Arianne Abela is our hero and in so many ways, the force that helped bring many critical elements of the Five Borough Songbook, Volume III together. Arianne is the Conductor and Artistic Director of the supergroup Kaleidoscope Vocal Ensemble, and after a scheduled performance on 5BMF’s series in 2021 was canceled due to covid, we soon started talking about singers from KVE taking part in this season’s Songbook. We of course knew that Arianne was a brilliant composer, too, and so the next question was obvious. [Listen: Rise]

“You Can Find Queens” may well become this borough’s new anthem: a swung reverie that glides through its streets while taking in the sights, smells, and sensations, setting a new poem by Tom Lee.

“You can only find Queens / In one place on this Earth, / But every place on this Earth / Can be found within her.”

Colin Britt

Colin Britt and Arianne Abela actually come to us as something of a dynamic duo; former classmates at Yale and its Institute of Sacred Music, they’re frequent collaborators, including a very successful run on America’s Got Talent in 2013 as the directors and arrangers of the 3Penny Chorus and Orchestra. Colin is a prolific composer, particularly of choral music, and serves as the director of the West Village Chorale and director of music at Grace Church Van Vorst. [Listen: Afternoon on a Hill]

“Others Will See (Above… Below…)” was inspired by the Panorama of the City of New York at the Queens Museum, a space in which one can experiences the vastness of the city, but also a poignant sense of loss, as the map has maintained the pre-9/11 skyline. The text is composed of woven excerpts from two iconic texts: Walt Whitman’s “Crossing Brooklyn Ferry” and Amy Lowell’s “New York at Night.”

“luminous / Above, one tower tops the rest / And holds aloft man’s constant quest”

Majel Connery

Majel Connery is a powerhouse, equally at home in the classical and rock mediums, both as a performer (voice, keys, etc.) and a composer. She blew us away last season in Terra Nova – with Oracle Hysterical and Hub New Music – has been turning heads with her new band Sky Creature and as the curator of the new series Rockaway Music Live. [Listen: “Fallen Angel“]

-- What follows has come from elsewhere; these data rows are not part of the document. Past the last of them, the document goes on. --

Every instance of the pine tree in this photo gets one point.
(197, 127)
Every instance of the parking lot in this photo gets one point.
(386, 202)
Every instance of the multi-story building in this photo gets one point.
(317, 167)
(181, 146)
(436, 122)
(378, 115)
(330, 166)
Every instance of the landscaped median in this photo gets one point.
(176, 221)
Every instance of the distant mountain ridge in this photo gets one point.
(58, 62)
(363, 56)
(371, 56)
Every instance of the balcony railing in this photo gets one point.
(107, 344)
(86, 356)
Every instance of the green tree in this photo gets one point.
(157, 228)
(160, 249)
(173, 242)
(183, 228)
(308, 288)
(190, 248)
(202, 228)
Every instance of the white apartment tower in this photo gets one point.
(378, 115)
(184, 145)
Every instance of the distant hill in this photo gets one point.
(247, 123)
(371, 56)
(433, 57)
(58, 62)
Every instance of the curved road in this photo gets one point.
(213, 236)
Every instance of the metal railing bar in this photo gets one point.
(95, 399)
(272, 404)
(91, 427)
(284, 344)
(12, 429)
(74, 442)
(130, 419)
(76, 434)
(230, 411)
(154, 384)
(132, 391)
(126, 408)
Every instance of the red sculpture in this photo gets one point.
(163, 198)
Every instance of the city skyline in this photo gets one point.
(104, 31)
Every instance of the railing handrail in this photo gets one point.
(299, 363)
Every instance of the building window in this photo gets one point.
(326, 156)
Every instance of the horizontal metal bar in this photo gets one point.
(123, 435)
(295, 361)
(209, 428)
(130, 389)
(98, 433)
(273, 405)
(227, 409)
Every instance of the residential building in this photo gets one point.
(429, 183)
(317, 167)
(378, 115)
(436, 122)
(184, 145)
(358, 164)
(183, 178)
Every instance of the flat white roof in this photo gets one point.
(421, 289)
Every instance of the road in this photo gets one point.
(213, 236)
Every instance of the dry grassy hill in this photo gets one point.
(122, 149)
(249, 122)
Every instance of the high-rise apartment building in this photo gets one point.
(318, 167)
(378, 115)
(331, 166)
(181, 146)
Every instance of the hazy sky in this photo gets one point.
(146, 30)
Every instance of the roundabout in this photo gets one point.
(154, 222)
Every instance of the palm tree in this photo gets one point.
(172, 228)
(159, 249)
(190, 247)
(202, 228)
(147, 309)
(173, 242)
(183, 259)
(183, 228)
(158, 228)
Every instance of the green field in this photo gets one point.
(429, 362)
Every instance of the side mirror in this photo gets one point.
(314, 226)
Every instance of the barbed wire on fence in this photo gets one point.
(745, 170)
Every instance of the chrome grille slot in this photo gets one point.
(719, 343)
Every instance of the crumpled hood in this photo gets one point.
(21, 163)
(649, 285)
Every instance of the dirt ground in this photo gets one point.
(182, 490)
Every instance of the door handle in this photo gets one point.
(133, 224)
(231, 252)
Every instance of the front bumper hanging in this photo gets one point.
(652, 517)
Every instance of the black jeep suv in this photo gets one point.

“The Sea Rolls Along” is inspired by a passage from naturalist Henry Beston’s book The Outermost House that struck a chord with Majel, evoking a sense of reawakening that’s come about since her move to the wilds of Far Rockaway, Queens.

“When I move, I am like a body. / When I sleep, then I become a little child. / When I breathe, I am the ocean. / When I swim, then I become a little sky!”

The Five Borough Songbook, Vol III premieres April 21, 2022 in Brooklyn and April 24, 2022 in Staten Island.